Create a separate workspace
When you are working within the comfort of your home, it might be challenging to resist the temptation of staying in your bed with a laptop. However, it’s not always beneficial. Try to avoid the couch and find a space where there’s a mental boundary between working and relaxing. If you don’t have a separate room for an office, arrange a corner in your house or apartment with a surface area. A kitchen table will work perfectly too.
Clear the clutter
A messy office or a table can negatively affect your productivity. Researchers from Princeton Neuroscience Institute found that the more items are in front of your eyes, the more significant attention split you will experience. Clean your work area and remember that cluttered workspace leads to cluttered thoughts. You can still leave a few things that inspire you, a piece of art, for example.
Arrange sufficient lighting
Appropriate lighting contributes to a healthy work environment reducing eye strain, fatigue, and headache, the study suggests. Therefore, make sure you have table lamps at your disposal if the natural light in your newly created home office is not sufficient. Besides, exposure to daylight and a beautiful view from your window will boost your energy and enhance motivation.
Surround yourself with some greenery
The study by the University of Technology Sydney found that indoor vegetation has a favorable effect on employee well-being, reducing tension and anxiety in 37% of subjects, anger and hostility in 44%, and depression in 58%. While the biggest tech giants are building glasshouses with fauna species from all corners of the world and moving their offices to treetop wooden houses or roof gardens, adding one or two pots to your home office table will cost you practically nothing.

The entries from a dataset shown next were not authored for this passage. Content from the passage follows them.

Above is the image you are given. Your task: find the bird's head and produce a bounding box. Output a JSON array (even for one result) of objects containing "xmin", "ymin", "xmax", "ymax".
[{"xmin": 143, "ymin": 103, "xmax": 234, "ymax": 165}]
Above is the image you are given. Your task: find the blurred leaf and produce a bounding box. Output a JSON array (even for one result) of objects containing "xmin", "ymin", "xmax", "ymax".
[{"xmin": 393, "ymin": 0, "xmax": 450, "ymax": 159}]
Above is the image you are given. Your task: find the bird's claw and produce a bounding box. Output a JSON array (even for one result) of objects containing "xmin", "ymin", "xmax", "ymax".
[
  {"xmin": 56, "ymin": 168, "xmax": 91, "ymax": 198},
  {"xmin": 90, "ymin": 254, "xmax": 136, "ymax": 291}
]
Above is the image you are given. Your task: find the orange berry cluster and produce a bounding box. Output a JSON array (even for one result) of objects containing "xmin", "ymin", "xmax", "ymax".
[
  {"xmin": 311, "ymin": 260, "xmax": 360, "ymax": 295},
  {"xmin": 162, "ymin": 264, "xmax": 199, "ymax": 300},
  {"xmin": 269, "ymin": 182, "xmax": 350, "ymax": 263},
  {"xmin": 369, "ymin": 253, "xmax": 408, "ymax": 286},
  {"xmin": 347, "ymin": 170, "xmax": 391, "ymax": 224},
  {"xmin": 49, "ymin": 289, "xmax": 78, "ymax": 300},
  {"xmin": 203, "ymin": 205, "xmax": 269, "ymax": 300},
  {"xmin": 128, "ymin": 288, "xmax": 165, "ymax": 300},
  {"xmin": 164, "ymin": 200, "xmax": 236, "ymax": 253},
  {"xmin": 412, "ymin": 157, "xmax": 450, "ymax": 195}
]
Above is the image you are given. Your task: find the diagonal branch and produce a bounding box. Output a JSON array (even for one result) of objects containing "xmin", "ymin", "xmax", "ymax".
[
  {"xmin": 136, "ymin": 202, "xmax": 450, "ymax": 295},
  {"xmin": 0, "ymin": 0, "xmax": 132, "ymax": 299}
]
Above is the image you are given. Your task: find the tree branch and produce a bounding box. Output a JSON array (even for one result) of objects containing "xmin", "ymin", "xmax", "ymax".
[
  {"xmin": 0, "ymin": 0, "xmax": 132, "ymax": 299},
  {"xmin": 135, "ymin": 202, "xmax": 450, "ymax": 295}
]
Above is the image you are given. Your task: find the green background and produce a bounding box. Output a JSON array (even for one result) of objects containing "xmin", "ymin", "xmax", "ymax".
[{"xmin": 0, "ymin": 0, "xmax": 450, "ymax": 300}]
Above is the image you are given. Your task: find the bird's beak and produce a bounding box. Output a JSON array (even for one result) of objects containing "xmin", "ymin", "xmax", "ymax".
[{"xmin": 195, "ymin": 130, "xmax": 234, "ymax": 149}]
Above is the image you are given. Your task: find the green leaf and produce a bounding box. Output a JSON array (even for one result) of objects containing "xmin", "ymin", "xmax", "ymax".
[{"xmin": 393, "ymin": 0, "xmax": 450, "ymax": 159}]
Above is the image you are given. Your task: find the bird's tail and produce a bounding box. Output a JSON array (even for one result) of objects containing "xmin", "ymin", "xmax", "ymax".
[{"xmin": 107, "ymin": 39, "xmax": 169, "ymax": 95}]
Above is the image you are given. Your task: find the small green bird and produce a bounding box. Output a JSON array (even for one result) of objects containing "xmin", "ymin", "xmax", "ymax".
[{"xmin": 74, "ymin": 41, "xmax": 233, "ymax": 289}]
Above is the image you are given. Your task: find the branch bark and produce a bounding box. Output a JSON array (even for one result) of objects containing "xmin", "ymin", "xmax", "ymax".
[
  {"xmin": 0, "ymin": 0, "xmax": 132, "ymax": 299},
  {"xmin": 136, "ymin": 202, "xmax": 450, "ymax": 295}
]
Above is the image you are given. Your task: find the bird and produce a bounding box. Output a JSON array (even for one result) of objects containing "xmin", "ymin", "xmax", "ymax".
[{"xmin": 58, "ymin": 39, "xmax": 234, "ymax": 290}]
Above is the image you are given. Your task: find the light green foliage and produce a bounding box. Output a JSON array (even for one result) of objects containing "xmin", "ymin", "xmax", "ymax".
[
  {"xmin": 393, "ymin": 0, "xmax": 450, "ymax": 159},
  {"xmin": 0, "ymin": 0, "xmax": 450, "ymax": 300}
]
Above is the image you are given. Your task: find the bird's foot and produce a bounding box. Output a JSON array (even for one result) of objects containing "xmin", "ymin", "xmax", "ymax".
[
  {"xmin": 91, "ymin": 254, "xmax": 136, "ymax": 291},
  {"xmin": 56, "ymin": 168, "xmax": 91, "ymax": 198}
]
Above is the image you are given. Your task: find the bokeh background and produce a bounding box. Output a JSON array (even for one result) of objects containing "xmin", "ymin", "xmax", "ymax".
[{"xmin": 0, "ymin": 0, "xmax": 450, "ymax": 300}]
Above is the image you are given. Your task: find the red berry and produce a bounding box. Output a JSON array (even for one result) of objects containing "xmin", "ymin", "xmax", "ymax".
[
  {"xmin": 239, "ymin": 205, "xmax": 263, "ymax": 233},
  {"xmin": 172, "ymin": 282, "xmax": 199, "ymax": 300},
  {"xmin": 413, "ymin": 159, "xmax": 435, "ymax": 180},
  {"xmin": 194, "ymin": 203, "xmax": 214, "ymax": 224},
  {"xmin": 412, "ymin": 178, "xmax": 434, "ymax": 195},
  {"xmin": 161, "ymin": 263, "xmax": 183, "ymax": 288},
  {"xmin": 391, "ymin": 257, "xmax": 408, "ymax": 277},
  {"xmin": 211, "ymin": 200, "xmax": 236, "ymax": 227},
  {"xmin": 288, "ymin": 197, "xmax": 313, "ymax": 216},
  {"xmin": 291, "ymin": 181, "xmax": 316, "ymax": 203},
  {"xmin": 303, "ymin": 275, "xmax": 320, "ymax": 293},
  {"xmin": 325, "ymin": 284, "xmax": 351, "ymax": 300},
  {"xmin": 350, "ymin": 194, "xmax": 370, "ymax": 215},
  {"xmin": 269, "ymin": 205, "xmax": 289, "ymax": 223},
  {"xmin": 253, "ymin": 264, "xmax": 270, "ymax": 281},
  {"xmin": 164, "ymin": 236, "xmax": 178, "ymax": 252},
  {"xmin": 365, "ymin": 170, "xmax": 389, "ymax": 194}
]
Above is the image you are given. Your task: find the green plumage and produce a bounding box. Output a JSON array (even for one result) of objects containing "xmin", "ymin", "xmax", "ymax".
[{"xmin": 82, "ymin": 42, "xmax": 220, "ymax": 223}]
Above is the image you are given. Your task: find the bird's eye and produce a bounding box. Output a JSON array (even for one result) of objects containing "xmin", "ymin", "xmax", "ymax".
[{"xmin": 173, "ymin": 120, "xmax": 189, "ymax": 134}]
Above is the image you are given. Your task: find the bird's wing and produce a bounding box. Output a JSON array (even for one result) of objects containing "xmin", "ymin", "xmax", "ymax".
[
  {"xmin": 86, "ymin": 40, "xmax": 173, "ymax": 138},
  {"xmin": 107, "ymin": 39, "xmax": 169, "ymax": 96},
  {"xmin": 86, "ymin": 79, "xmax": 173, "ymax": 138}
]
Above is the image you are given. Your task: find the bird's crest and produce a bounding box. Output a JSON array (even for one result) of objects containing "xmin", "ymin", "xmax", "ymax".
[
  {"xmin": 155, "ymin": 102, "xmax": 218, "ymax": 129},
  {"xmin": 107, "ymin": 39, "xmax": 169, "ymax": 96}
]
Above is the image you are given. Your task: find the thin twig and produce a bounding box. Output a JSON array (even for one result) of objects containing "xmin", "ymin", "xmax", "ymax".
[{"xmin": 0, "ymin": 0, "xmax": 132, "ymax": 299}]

Follow a structured routine and know when to stop
Workday is slowly flowing into an additional night shift when you’re still checking late emails – it’s not uncommon among the employees who work remotely. We struggle to unplug from the work mode because of 24/7 accessibility. You might complete more tasks in this way, which will bring short-term results, but in the long-term perspective, you’ll feel overworked and fatigued. Thus, mastering daily scheduling methods and following a plan will make your life easier.
Prioritize the challenging tasks first
You can work more efficiently and purposefully applying time management techniques. The most popular and known is Pareto’s rule, according to which we should identify 20% of our tasks that will yield 80% of results, or Eisenhower decision principle, where tasks are evaluated using the criteria important/unimportant and urgent/not urgent. Thus, when you are prioritizing the assignments, especially in the areas with strict deadlines, focus on the most important tasks, taking into account the urgency, amount of effort, and the benefits they will bring.
Work when you are most productive
The studies suggest the brain function of night owls and morning larks during the hours of the working day is different and associate the phenomenon with genes. While the ‘get up and go types’ are most energetic and alert in the morning, night owls are most productive late at night. If the company you work for offers flexible hours, find out when your prime time is and organize your schedule accordingly to maximize your productivity, but still bear the health risks in mind.
Establish boundaries between personal life and work
For those with kids who thought when you start working from home, you won’t need to spend money on childcare anymore as you are always around your offsprings, the home office can become a nightmare. If you don’t know what we mean, check out the video that quickly went viral. The way out is to set rules with your family about your work schedule and the hours when you cannot be interrupted. Try to explain to them you still have work to do even if you’re physically staying at home.
Make use of tech
There are plenty of apps and tools that can be used to boost productivity. Various time management and communications tools for teams, calendar-type and to-do list apps will help you achieve your work and personal goals. Do you feel you’re spending too much time on social media? Tech has got you covered! The apps which track and limit social media usage will help you take a break from the virtual world and turn every wasted minute into a productive day.
Take a break and indulge a little
It is a scientific fact that reward drives human action and stimulates motivation, with dopamine as the factor that causes wanting and craving. It’s a good idea to break your tasks into smaller steps and reward yourself after completing them. However, keep in mind that the reward doesn’t have to be food. No one wants to gain that extra 3 kilos, right?:) After finishing a portion of work, take some time off to listen to your favourite podcast or take a walk outside.